Аксоны в центральной нервной системе (ЦНС) не восстанавливаются в то время как в периферической нервной системы (ПНС) не регенерировать в ограниченном объеме после травмы (Дэн и соавт., 2006). Следует признать, что транскрипционный программы необходимы для аксонов и аксонального результатом активизируются после травмы в ПНС (Makwana и соавт., 2005). Однако инструменты, доступные для анализа нейронной регуляции генов в естественных условиях ограничено и часто сложной задачей.
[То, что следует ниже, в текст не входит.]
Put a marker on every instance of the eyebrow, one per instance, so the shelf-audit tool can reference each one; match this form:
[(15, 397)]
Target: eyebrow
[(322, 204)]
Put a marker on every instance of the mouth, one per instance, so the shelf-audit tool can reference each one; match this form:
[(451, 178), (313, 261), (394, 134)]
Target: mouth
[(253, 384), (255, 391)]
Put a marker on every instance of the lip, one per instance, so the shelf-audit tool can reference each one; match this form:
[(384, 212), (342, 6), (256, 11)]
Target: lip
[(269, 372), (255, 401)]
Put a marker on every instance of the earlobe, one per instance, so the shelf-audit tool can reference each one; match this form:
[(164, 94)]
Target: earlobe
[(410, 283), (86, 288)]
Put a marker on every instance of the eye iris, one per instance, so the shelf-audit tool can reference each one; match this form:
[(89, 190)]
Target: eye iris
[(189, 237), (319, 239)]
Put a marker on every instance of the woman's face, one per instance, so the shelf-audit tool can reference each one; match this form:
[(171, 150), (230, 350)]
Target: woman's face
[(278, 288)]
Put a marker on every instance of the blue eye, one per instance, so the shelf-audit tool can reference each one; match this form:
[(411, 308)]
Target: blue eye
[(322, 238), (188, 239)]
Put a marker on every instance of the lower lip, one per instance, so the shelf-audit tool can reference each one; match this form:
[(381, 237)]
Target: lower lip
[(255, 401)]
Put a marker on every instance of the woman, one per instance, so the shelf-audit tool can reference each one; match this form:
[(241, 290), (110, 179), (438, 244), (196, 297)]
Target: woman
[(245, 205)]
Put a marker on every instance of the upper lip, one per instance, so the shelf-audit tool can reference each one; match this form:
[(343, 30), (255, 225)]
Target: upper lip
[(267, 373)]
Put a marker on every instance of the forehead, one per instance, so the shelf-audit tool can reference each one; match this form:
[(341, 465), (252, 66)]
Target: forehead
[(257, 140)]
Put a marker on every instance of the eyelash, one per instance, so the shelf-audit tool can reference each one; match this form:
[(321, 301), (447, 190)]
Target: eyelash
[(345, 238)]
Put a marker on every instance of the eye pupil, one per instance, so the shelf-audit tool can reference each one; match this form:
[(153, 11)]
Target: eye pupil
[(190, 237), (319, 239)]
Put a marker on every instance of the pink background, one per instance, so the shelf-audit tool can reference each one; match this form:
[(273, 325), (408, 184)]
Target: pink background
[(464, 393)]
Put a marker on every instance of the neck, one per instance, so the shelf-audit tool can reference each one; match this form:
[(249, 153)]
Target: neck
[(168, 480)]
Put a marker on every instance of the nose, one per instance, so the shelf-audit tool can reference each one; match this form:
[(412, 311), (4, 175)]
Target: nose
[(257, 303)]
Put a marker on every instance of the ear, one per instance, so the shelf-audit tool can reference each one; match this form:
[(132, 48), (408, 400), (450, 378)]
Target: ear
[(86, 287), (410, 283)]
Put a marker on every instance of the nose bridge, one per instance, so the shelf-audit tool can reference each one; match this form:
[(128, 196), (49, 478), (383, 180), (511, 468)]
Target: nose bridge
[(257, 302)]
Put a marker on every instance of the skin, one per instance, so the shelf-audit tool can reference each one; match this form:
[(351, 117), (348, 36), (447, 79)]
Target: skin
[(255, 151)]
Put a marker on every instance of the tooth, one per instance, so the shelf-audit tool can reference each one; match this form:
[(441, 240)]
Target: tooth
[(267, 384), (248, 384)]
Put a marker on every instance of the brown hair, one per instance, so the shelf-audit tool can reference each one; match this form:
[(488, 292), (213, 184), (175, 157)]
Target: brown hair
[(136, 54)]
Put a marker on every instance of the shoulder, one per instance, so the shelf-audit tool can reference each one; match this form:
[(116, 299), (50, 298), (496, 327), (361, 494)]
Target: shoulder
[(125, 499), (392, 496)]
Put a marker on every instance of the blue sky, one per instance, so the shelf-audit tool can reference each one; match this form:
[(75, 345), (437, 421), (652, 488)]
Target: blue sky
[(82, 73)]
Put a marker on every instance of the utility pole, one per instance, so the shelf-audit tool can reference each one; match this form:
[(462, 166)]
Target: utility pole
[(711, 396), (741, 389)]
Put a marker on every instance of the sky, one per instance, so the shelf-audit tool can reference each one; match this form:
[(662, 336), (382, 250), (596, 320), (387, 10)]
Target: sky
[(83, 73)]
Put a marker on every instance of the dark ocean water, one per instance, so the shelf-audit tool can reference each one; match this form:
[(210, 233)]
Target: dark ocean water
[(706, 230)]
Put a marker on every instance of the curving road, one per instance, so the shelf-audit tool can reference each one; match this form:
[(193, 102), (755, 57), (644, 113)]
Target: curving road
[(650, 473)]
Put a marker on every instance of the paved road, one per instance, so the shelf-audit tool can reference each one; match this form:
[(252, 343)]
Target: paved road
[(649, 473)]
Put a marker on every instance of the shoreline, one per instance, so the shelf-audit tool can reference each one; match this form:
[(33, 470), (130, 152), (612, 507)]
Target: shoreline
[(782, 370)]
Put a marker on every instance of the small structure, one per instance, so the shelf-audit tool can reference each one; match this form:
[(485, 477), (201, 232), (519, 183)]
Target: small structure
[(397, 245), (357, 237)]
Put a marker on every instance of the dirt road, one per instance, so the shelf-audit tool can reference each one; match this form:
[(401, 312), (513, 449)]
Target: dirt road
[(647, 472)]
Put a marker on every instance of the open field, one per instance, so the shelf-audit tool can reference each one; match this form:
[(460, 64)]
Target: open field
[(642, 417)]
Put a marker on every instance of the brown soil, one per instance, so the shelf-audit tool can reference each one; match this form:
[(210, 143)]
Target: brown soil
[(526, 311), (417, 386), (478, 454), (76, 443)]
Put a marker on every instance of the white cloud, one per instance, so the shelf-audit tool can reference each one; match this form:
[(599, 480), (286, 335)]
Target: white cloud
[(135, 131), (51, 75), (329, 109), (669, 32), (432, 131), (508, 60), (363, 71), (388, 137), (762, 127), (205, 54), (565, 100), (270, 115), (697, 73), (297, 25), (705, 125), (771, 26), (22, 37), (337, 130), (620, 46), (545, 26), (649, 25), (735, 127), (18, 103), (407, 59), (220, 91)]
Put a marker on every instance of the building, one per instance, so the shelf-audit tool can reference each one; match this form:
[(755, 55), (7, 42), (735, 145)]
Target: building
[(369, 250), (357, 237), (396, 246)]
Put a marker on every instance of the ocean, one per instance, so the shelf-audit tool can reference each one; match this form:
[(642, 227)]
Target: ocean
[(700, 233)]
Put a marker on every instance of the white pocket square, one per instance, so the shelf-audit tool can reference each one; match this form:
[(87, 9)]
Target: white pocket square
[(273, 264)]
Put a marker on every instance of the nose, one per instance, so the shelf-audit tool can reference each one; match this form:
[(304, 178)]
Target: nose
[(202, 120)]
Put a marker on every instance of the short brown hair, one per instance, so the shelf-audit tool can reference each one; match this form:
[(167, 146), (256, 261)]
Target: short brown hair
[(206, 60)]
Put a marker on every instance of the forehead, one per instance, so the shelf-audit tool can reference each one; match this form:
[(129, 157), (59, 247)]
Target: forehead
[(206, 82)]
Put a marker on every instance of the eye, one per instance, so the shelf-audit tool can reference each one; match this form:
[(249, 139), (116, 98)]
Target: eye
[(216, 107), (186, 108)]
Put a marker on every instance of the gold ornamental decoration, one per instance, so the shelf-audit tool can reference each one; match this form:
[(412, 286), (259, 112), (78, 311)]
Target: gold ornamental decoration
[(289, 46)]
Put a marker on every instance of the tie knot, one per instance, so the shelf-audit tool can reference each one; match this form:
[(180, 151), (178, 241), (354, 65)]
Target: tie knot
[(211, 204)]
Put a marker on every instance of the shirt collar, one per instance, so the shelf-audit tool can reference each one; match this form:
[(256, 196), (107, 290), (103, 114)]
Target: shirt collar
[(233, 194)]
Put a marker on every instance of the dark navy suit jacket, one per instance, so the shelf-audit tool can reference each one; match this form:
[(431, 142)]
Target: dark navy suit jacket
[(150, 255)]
Спинных ганглиев корня (DRG) предлагают отличные модели системы травм, так как ЦНС и ПНС иннервируются раздвоенный аксон происходящей из той же сомы. Ганглии представляют собой дискретные коллекция клеточных тел, где все транскрипционные события происходят, и тем самым обеспечить четкое определение области транскрипционной активности, которые можно легко и воспроизводимо удалены от животного. Повреждение нервных волокон в ПНС (например, седалищного нерва), где аксонального регенерация происходит, должно выявить набор транскрипционных программы, отличные от тех, отвечая на аналогичный травмы в ЦНС, где регенерации не происходит (например, спинного мозга ). Участки для связывания транскрипционных факторов, гистонов и ДНК модификации в результате несчастного случая либо ПНС или ЦНС могут быть охарактеризованы с помощью хроматин иммунопреципитации (чип).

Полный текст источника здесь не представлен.